There couldn’t have been a better way than inaction, for the West to pour cold water on the newly emerging reform movements in North Africa and the Middle East. The clear message to dictators and autocrats would have been that if they respond to protesters and reformers with ruthless force, they will remain in power, and they won’t have to change anything at all.
And the clear message to reformers in nations such as Yemen, Syria, Bahrain, Saudi Arabia or even Iran would be that the West is not going to exert much effort to help them, and that they are on their own.
Thanks to the coalition air strikes against Gaddafi’s forces and the no-fly zone they have established, the situation is different. The rebels in Libya are still alive, and they have a chance of success. Although the rebels are still largely unknown to the West, Gaddafi is definitely known, as a tyrant. It can be hoped at least, that from among the rebels can emerge true leaders who will bring their people into better times.
Moreover autocratic rulers in a number of other countries in the region may be more likely to treat reformers and protesters with some respect and to listen to their appeals for constructive change. Hopefully, the reform efforts in many of these nations can bear fruit through mostly peaceful means, rather than the kind of warfare that Libya is enduring.
The second good reason for the coalition intervention has simply to do with conscience. Do you remember the genocide in Rwanda in the 1994? In this situation the world governments knew that extremist Hutu militias threatened minority Tutsis, and they had ample time to prevent loss of life, but they failed to act decisively.
The result was that around 800,000 Tutsis and moderate Hutus were slaughtered when the militias overwhelmed the tiny, token United Nations force that was supposed to provide security. In 1995 over 7000 Bosnian Moslems were rounded up and murdered by Bosnian Serbs in Srebrenica, a town that the U.N. had designated as a haven of safety. Again, the world had failed to take decisive action to prevent a massacre.

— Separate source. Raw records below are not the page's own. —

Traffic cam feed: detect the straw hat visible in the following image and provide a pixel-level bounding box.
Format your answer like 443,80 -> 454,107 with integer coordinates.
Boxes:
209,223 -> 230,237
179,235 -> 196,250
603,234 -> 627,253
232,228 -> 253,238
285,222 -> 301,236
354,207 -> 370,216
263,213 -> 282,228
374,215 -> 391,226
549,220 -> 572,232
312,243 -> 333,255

Essentially, the U.N. and the U.S. have acted in Libya in order to get it right this time, to prevent yet another massacre. If the coalition forces had not acted, would Gaddafi have killed his opponents on a massive scale? He was certainly attacking rebel-held cities with ruthless abandon, with air force and artillery attacks.

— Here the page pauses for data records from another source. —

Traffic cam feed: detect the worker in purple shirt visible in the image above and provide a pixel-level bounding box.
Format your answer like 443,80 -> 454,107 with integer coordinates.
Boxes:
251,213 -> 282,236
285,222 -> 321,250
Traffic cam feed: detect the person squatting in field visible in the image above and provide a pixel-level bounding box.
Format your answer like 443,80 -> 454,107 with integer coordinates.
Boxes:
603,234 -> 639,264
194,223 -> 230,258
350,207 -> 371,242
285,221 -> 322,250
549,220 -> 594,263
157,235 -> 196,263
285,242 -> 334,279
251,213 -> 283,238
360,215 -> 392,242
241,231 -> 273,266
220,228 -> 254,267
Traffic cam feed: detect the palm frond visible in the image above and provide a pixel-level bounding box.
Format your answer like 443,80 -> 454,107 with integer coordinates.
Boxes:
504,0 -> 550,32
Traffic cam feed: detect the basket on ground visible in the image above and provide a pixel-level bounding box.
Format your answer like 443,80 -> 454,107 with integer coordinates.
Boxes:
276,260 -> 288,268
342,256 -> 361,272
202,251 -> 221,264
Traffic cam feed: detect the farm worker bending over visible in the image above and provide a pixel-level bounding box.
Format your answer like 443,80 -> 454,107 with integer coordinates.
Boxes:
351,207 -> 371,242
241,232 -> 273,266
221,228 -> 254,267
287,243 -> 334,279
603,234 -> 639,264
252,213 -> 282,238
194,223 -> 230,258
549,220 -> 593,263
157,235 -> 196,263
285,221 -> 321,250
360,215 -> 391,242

Would he have hurt any rebels or suspected rebels who survived long enough to be taken prisoner? Consider the recent testimony of three BBC journalists who were briefly imprisoned by Libyan government forces before being released. They reported that in the military compound where they were held, they saw many other prisoners who had been terribly tortured. One of the journalists, Goktay Koraltan, said, “I cannot describe how bad it was. Most of them were hooded and handcuffed really tightly, all with swollen hands and broken ribs. They were in agony. They were screaming.” There is no doubt that had the world not intervened, Gaddafi would have taken a horrible vengeance on those Libyans who had had the temerity to ask for reform of their government and of their lives.

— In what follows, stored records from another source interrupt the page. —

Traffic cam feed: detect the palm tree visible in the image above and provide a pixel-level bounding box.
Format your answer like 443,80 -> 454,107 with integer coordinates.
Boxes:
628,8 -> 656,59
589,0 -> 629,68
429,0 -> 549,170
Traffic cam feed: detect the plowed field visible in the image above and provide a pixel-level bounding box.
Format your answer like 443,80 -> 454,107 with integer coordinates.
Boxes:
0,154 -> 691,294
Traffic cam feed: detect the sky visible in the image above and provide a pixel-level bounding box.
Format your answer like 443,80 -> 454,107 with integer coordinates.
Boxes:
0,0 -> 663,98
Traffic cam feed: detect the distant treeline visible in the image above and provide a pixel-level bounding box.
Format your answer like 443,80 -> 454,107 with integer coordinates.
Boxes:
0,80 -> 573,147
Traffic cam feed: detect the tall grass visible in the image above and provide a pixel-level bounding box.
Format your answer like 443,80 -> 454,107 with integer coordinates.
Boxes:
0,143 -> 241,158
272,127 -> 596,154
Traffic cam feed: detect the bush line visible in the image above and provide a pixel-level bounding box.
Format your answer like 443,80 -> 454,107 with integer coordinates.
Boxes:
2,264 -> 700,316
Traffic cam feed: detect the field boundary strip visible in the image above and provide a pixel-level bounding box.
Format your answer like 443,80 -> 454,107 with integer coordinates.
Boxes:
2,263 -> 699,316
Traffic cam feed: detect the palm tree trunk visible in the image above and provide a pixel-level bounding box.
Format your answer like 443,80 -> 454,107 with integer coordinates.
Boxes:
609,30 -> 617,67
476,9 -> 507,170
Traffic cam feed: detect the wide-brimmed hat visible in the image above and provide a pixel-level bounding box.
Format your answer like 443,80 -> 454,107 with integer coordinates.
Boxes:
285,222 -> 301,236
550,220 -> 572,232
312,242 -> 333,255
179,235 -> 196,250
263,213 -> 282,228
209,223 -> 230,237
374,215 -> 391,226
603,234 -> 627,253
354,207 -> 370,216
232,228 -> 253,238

It is true that the U.S. and coalition effort in Libya is an expensive gamble, a little like the gamble that the French took in supporting the American revolutionaries in the late 1700s. But sometimes gambles pay off. Moreover, we did the right thing in acting to prevent the annihilation of rebel fighters and civilians in Libya. Around twenty centuries ago, a very wise man told his friends, “Do unto others as you would have them do unto you.” Doesn’t this wisdom apply not only to how individuals should relate to other people, but to how nations should relate to those in need? When an individual, a nation or a coalition of nations does the right thing, the effort may be costly. Nevertheless, Heaven often tends to reward the effort, even in ways we might not expect.